Although the butter mushroom is classified as an edible mushroom and therefore non-toxic, it causes gastrointestinal complaints in some people. Allergic reactions have also been observed. For this reason, if you have not yet eaten butter mushrooms, you should only try a few of them and pay attention to any physical reactions. It is also important to pay attention to hygiene and to process the mushroom as freshly as possible.

Thoroughly clean the butter mushroom

The butter mushroom, also known as butter boletus, belongs to the lubricant boletus. It is often attacked by maggots, which is why you should examine it thoroughly for an infestation in the forest. Cut the mushrooms lengthways once, because the voracious animals often hide inside. The greasy hat should be wiped with a cloth to remove the moisture.
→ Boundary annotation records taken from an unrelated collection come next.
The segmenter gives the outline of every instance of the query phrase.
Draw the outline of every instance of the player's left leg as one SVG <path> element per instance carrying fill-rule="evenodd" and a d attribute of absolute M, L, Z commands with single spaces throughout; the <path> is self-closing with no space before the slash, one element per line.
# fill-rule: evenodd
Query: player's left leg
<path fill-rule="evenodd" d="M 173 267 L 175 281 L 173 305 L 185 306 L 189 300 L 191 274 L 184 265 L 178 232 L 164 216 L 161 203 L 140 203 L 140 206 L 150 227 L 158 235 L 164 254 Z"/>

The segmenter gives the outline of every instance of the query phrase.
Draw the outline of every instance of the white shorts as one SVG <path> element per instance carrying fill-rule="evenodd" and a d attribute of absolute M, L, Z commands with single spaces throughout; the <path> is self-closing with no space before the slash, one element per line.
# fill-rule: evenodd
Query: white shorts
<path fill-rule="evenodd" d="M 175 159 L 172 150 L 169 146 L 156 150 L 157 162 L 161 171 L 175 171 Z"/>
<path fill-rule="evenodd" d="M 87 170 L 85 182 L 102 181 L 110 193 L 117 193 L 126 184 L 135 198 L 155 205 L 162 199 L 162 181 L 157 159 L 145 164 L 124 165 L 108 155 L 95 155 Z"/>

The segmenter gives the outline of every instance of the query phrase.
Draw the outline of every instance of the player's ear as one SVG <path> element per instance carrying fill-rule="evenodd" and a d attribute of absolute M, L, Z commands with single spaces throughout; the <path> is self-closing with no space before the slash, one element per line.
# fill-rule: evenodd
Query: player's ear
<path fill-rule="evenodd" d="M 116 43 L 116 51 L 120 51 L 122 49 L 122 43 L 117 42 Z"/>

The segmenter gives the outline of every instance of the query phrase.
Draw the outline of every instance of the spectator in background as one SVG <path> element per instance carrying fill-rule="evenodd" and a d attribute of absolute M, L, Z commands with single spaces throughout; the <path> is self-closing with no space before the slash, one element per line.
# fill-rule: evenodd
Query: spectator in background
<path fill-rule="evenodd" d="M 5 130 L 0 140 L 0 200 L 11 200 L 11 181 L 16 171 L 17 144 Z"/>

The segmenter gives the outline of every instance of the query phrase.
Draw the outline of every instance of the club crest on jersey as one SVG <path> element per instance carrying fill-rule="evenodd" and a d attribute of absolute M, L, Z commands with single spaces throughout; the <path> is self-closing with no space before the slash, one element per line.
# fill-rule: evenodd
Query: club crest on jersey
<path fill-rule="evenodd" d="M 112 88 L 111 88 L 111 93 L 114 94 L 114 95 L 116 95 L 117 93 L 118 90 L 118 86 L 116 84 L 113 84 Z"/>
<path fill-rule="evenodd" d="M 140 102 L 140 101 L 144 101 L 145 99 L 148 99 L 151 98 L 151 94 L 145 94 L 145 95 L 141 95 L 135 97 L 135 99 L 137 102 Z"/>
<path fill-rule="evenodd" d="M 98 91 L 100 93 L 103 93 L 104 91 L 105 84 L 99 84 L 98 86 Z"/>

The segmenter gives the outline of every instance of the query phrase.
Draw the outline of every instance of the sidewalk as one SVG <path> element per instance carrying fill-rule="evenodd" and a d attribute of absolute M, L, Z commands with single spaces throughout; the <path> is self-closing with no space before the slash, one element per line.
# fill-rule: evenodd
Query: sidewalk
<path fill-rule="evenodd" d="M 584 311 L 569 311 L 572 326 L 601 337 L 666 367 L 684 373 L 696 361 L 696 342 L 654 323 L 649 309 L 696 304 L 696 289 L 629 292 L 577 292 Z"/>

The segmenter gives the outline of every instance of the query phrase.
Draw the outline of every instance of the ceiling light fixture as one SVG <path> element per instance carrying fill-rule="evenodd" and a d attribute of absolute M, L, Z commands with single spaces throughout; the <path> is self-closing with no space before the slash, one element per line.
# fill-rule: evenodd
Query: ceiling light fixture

When you get home, the mushrooms are best cleaned and prepared immediately:

  • First cut away any eaten and other unsightly areas.
  • Peel off the mushroom's cap, as this will reduce the risk of gastrointestinal discomfort.
  • Thoroughly brush the mushroom with a mushroom brush.
  • Rinse the cleaned and peeled mushrooms once with water.
  • To do this, put them in a colander.
  • Cut the mushrooms into bite-sized pieces.
  • Prepare them and cook them well for at least 15 minutes.
  • The butter mushroom tastes best simply fried in butter.

By the way: In Bavaria the butter mushroom is also known as “Rotzer” because of its greasy hat.


Butter mushrooms are ideal for drying.